Où sont parties les abeilles?

Il y a un moment que le nom de Serge Quadruppani revient fréquemment sous mes yeux, que se soit en tant que traducteur (de Camilleri, entre autres), ou directeur de la collection « Italie » aux éditions Métailié. Il était temps que je lise l’auteur et je ne le regrette pas.

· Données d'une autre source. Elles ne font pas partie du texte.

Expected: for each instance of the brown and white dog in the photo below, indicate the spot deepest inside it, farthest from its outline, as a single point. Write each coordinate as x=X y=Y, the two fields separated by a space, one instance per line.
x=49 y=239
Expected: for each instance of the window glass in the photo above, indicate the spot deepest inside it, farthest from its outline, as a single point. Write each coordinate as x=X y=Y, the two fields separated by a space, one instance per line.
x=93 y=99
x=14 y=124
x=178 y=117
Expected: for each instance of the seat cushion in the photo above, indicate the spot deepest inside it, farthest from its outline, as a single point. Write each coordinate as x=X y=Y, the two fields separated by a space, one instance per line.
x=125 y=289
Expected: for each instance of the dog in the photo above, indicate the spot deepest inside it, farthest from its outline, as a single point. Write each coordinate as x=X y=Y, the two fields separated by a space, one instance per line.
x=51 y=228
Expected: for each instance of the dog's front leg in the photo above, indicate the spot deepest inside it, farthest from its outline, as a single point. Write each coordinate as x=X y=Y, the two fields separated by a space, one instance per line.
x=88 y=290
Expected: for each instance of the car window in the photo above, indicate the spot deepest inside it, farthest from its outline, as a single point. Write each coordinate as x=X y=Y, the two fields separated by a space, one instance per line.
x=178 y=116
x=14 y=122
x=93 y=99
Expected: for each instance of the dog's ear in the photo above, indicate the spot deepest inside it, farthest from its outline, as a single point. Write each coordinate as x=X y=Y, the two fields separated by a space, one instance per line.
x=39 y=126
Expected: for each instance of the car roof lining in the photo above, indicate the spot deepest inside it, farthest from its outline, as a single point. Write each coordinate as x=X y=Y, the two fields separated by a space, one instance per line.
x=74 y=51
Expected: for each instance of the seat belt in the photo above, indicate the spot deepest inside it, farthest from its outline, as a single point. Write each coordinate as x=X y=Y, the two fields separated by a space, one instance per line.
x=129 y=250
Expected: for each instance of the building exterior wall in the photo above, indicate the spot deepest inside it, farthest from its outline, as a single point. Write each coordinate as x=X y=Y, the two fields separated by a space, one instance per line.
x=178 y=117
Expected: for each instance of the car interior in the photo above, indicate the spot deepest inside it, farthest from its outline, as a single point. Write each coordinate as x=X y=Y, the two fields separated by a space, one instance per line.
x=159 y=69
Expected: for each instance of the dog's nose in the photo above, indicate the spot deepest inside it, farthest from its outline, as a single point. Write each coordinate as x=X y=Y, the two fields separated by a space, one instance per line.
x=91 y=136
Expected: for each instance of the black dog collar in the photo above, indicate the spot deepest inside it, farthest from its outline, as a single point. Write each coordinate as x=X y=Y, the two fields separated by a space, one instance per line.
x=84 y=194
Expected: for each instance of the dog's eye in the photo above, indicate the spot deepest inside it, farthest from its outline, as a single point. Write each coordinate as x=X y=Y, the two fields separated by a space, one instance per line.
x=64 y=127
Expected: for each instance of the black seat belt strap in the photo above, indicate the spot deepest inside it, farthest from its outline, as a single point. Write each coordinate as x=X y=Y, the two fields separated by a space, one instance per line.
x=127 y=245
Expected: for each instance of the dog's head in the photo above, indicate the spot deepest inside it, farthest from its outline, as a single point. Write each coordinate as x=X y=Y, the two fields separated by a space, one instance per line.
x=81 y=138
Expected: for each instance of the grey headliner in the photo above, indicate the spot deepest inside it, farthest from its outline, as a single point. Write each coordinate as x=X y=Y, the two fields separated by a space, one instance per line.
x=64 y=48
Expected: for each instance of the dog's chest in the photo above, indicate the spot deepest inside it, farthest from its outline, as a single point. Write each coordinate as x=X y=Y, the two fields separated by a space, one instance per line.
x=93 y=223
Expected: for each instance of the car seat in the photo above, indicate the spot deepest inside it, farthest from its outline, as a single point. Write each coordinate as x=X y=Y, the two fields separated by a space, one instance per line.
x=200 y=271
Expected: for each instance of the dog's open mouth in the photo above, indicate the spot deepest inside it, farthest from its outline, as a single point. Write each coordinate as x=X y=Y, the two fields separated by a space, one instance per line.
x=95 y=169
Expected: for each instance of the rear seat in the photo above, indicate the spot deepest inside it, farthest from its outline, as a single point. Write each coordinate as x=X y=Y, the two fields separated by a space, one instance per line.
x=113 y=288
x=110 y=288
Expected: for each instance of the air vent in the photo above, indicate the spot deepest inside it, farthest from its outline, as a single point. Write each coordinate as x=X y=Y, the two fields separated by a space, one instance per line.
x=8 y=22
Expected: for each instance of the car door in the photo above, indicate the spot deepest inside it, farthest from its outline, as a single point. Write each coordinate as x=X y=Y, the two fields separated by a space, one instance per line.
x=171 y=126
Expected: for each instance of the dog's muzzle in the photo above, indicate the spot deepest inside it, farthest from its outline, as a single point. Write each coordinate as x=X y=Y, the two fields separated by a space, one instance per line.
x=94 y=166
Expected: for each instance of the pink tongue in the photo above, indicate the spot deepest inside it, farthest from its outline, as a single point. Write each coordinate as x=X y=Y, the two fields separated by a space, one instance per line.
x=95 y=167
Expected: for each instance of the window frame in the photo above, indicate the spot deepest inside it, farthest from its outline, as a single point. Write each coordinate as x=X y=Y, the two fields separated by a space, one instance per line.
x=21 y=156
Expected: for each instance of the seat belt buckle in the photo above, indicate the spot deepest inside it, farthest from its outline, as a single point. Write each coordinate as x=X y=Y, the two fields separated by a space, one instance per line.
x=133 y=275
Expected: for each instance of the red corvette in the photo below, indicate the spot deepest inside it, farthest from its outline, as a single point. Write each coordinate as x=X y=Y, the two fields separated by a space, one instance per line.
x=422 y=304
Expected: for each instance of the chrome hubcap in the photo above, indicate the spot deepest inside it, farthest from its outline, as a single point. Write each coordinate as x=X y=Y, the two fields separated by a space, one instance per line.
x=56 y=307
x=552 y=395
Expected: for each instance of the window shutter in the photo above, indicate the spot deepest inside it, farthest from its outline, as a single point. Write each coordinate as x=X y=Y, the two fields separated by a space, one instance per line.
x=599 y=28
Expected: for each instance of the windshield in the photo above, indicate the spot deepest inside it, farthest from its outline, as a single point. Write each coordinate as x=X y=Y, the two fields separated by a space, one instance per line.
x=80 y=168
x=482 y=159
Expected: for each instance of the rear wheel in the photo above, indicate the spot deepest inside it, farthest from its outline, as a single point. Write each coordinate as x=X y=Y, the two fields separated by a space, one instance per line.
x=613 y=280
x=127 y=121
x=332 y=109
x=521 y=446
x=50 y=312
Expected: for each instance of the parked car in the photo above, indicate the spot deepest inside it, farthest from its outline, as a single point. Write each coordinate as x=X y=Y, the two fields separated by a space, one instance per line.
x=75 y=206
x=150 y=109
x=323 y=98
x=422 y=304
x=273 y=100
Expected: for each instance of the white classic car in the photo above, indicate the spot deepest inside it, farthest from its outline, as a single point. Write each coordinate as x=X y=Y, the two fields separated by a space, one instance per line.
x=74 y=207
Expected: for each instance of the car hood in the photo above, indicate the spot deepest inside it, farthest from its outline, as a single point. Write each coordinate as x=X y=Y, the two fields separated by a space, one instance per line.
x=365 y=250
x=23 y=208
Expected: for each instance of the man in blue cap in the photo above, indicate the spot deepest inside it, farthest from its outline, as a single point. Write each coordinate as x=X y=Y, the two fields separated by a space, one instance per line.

La commissaire Simona Tavianello est en vacances avec son mari, Marco, questeur à la retraite. Cela commence particulièrement mal puisqu’en s’arrêtant acheter du miel, ils tombent sur un mort chez l’apiculteur absent. Simona ne peut s’empêcher de mettre son nez dans l’enquête et elle découvre bientôt que, pendant que les cadavres s’entassent, les abeilles, elles, disparaissent. L’hécatombe humaine serait-elle liée au dépeuplement animal? On trouve en tout cas sur les lieux des tracts signés « La révolution des abeilles » et l’association écolo et le laboratoire local sont à couteaux tirés.

Marco ne veut rien savoir de l’affaire, mais Simona fouine et s’interroge. Elle reste flic même en vacances, surtout quand c’est avec son arme qu’on a tué la première victime. Ça fait désordre.

J’ai apprécié dès la première page. Les dialogues entre Simona et Marco sont tellement proches du quotidien d’un couple qui s’aime depuis longtemps qu’on ne peut s’empêcher de sourire. Elle est obstinée (pour ne pas dire butée), fonçant sans regarder sur son passage, mais attentive aux détails de l’enquête. Il est fier (pour ne pas dire macho, un peu parfois), mais c’est seulement un réflexe et il s’inquiète quand même pour sa femme que rien n’arrête. Il s’agit vraiment d’un couple attachant et qu’on a envie de suivre. On retrouve aussi les petites satisfactions souvent associées aux Italiens, amateurs de bonne chère et de beauté féminine et masculine. Pas de raison de ne pas avoir le plaisir des yeux et du ventre!

J’ai aimé le cadre que crée Quadruppani, une petite vallée avec ses notables, en général de la même famille, ses fouineurs, ses empêcheurs de tourner en rond et ses contestataires. Les luttes de pouvoir n’en sont pas moins violentes, mais plus compliquées. Il faut alors faire la part entre vérité, racontars et vieilles rancunes. On ne peut s’empêcher de penser qu’il existe une multitude de vallées et de villages qui ressemblent à ça, en Italie et ailleurs.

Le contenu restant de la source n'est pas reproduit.